017P London
7th James Black Conference 2009 |
MRI technique detects penumbra following stroke by assessing O2 metabolism: validation with [14C] 2-deoxyglucose autoradiography
Craig Robertson1, Chris McCabe1, William Holmes1, Lindsay Gallagher1, Rosario Lopez-Gonzalez1,2, David Brennan1,2, Barrie Condon1,2, Keith Muir1,2, Celestine Santosh1,2, Mhairi Macrae1. 1University of Glasgow, Glasgow Experimental MRI Centre (GEMRIC), Glasgow, United Kingdom, 2Institute of Neurological Sciences, Southern General Hospital, Glasgow, United Kingdom.
Objectives: Following stroke, the ischaemic penumbra represents potentially salvageable tissue surrounding the irreversibly-damaged ischaemic core. Diffusion-perfusion mismatch (DWI-PWI), the current MRI method for identifying penumbra, cannot detect ongoing penumbral metabolism. We have developed a novel MRI technique that should enable a more precise definition of penumbra where 100% oxygen is used as a metabolic biotracer to detect tissue metabolism. Delineating a metabolically active tissue compartment bordering ischaemic core may accurately define viable, candidate penumbral tissue capable of recovery. Penumbral tissue, which has an increased oxygen extraction fraction, should display an increased T2* signal change during oxygen challenge (OC), which we believe equates with persisting tissue metabolism. This assumption was tested by co-registering T2* OC brain images with [14C]-2-deoxyglucose (14C 2-DG) autoradiographic sections, for determination of local cerebral glucose utilisation (LCMRglu).
Methods: Male Sprague Dawley rats (280-320g, n=6) were anaesthetised (2% isofluorane), ventilated (air) and the middle cerebral artery permanently occluded (MCAO) by an intraluminal filament.

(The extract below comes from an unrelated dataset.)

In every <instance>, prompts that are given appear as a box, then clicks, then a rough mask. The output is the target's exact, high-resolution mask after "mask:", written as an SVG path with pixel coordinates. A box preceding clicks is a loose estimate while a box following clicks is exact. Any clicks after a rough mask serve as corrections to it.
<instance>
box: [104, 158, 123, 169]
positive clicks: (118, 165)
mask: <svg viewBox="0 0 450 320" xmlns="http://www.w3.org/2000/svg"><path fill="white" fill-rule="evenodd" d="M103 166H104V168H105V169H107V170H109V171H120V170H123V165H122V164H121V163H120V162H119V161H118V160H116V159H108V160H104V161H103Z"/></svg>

Imaging (8 coronal slices throughout MCA territory) was performed on a Bruker Biospec 7T/30cm MRI scanner. T2-weighted images provided a neuroanatomical template for co-registration of MR images and 2-DG autoradiograms. Diffusion-weighted imaging (DWI) produced apparent diffusion coefficient (ADC) maps of ischaemic damage and perfusion-weighted imaging (PWI, by continuous ASL) determined the perfusion deficit. A T2*-weighted MRI sequence was run during OC: 5 mins air, 5 mins 100% oxygen & 15 mins air inhalation. Following OC, rats were received an iv bolus of 125 μCi/kg 14C 2-DG and LCMRglu was determined in MRI-defined regions of interest: cortical ischaemic core, contralateral cortex and penumbra, as defined by PWI/DWI mismatch.
Results: Mean (±SD) time from MCAO to start of OC was 171±27.7min. OC induced a T2* signal increase of 3.7±1.2% in contralateral cortex. Within ischaemic core, LCMRglu was reduced by 96% (relative to contralateral cortex) and OC induced a T2* change of
-2.5±2.3%. In penumbra, a 40% increase in LCMRglu co-registered with the greatest (8.34±3.1%) increase in T2* signal change. Interestingly, hyperglycolysis (75% increase in LCMRglu) at the ADC lesion boundary, corresponded with a 1.53% T2* signal increase.
Conclusions: Co-registration of MRI and 2-DG autoradiograms validates the detection of penumbral tissue by the OC technique. The area of greatest T2* signal increase, co-registered with penumbra as defined by PWI/DWI and was metabolically active, as defined by LCMRglu. Negligible T2* signal change and glucose utilisation was recorded within ischaemic core. Hyperglycolysis which bordered the ADC lesion and coregistered with a lower T2* increase, may be indicative of anaerobic glycolysis.